Dans une lettre du 7 avril 2020, le ministre des solidarités et de la santé saisit la HAS en vue d’élaborer rapidement des recommandations pour la réalisation d’IVG médicamenteuses hors établissements de santé à la 6ème et 7ème semaine de grossesse. Il demande également d’analyser la prise en charge de la douleur lors de la réalisation de ces IVG, dans un contexte où les pratiques de la prescription des anti-inflammatoires peuvent être modifiées.
Arguant qu’« il est en effet apparu impératif dans la situation épidémique actuelle de garantir une réponse aux demandes d’IVG, dans des conditions ne conduisant pas à dépasser les délais légaux d’IVG, tout en limitant les expositions des patientes et des professionnels au Covid-19, et en ménageant les ressources des établissements de santé », la HAS élabore un protocole en ce sens le 9 avril.
Un arrêté du 14 avril 2020 valide ce protocole en assouplissant temporairement les conditions de l’IVG médicamenteuse.
Allongement du délai légal
L’assouplissement le plus important concerne la condition relative au délai propre à cette forme d’interruption de grossesse. Alors que l’article R. 2212-10 du code de la santé publique prévoit que l’IVG médicamenteuse hors établissement de santé ne peut être pratiquée que jusqu’à la fin de la 5ème semaine de grossesse, l’article 10-4, I de l’arrêté autorise sa mise en œuvre jusqu’à la fin de la 7ème semaine. Un allongement supplémentaire n’était guère envisageable dans la mesure où la HAS déconseille cette forme d’IVG au-delà de 7 semaines de grossesse.
Conditions de mise en œuvre de l’IVG médicamenteuse
Les autres assouplissements concernent les conditions de mise en œuvre de cette IVG. L’objectif de ces mesures est de permettre à la femme d’obtenir et de s’administrer à domicile le médicament nécessaire à l’interruption de sa grossesse dans le cadre d’une téléconsultation.
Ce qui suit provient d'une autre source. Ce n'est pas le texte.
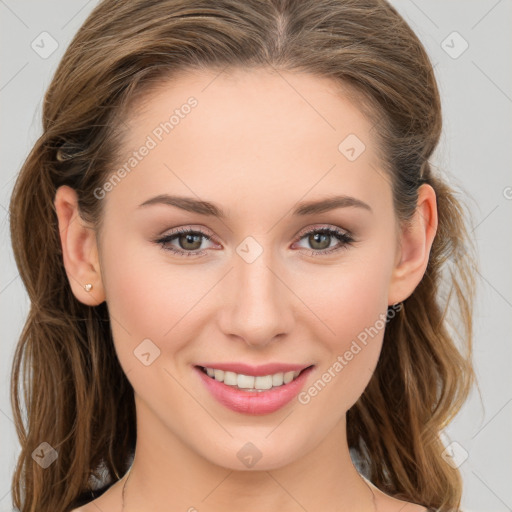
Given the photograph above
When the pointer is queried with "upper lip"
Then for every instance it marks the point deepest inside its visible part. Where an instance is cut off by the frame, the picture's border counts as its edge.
(255, 371)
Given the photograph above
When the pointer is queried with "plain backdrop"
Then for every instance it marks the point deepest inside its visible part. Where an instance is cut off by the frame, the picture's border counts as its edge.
(470, 44)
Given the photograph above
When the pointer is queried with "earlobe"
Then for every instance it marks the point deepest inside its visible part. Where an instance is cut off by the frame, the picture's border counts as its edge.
(79, 249)
(414, 249)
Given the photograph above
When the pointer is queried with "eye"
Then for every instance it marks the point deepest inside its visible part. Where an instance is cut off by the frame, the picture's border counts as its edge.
(321, 238)
(189, 241)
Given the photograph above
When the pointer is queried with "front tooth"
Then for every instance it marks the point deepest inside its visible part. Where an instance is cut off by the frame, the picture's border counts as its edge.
(245, 381)
(277, 379)
(263, 382)
(288, 377)
(230, 378)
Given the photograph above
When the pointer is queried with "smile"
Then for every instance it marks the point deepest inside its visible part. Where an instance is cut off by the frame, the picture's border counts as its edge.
(250, 382)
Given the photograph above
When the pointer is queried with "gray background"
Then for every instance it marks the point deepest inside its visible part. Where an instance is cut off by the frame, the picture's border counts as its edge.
(474, 155)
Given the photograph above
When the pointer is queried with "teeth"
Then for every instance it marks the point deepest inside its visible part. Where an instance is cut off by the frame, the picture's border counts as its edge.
(251, 383)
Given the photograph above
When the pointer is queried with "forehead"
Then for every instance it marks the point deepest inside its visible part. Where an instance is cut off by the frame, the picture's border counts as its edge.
(257, 131)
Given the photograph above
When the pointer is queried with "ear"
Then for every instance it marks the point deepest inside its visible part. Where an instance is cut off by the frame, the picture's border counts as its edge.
(414, 248)
(79, 248)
Approvisionnement du médicament nécessaire à l’IVG
Il s’agit de pouvoir déroger temporairement à un certain nombre de règles assurant un suivi très strict de la femme concernée, notamment quant à l’approvisionnement et à l’administration de ce type de médicament placés sous la seule responsabilité des médecins et des sages-femmes, dont on rappelle qu’elles peuvent, depuis la loi du 26 janvier 2016, pratiquer ces formes d’IVG aux cotés des médecins (C. santé publ., art. L. 2212-2, al. 1er).
Seuls les médecins, les sages-femmes, les centres de planification ou d’éducation familiale et les centres de santé ayant conclu une convention, prévue à l’article R. 2212-9 du code de la santé publique, peuvent s’approvisionner en médicaments nécessaires à la réalisation d’une IVG par voie médicamenteuse. Les médicaments sont administrés par un médecin ou une sage-femme dans les conditions prévues aux articles R. 2212-9 à R. 2212-19 du code de la santé publique.
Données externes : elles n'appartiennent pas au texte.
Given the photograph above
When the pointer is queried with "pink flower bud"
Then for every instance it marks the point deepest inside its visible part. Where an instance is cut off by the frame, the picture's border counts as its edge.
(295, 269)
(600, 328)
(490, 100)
L’arrêté s’appuie certes toujours sur ces deux professionnels de santé à travers notamment la télémédecine pour mettre en place cette nouvelle procédure, mais un autre professionnel de santé, le pharmacien d’officine, est exceptionnellement et de façon centrale mis à contribution pour assurer la délivrance du médicament à la femme enceinte.
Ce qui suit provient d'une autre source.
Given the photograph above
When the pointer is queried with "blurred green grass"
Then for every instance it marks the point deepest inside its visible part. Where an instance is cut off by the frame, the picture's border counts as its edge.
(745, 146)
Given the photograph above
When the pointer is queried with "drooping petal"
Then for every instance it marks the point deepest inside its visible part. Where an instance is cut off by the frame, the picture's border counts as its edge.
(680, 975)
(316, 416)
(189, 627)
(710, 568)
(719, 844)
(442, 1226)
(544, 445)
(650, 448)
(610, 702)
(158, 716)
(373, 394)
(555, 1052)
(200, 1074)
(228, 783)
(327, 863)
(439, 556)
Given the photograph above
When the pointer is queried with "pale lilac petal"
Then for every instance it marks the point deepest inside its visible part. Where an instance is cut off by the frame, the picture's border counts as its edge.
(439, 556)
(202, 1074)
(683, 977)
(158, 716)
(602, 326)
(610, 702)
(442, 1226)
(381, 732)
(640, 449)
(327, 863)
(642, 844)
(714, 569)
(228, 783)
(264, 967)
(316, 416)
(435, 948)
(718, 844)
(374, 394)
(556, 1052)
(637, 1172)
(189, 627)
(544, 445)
Délivrance du médicament nécessaire à l’IVG
La femme peut se faire prescrire le médicament nécessaire à son interruption de grossesse par un médecin ou une sage-femme. Mais la prescription ne lui est pas directement remise : c’est la sage-femme ou le médecin prescripteur qui « transmet une copie de cette prescription » à la pharmacie d’officine désignée par la femme. Cette transmission se fait « en recourant à des outils numériques respectant la politique générale de sécurité des systèmes d’information en santé et la réglementation relative à l’hébergement des données de santé ou à tout autre outil numérique ». Cette alternative, prévue pour faciliter la transmission de la prescription, signifie que celle-ci peut être transmise en dehors des outils prévus pour préserver les données de santé dans le cadre du parcours de soins, par un simple mail par exemple, ce qui n’est pas sans susciter certains questionnements d’ordre éthique.
Par dérogation, ces spécialités pharmaceutiques « peuvent être délivrées directement à la femme concernée par la pharmacie d’officine préalablement désignée par cette dernière ». Des règles viennent cependant encadrer cette délivrance directe à la femme :
– un conditionnement adapté à une prise individuelle ;
– l’apposition du timbre de la pharmacie d’officine ;
– la date de la délivrance ;
– les numéros d’enregistrement ;
– la mention de la « délivrance exceptionnelle ».
Afin d’assurer un suivi de la femme, le pharmacien doit également informer le prescripteur de la délivrance des médicaments. Cette délivrance s’effectue dans le respect des principes d’anonymat et de gratuité attachés à l’IVG.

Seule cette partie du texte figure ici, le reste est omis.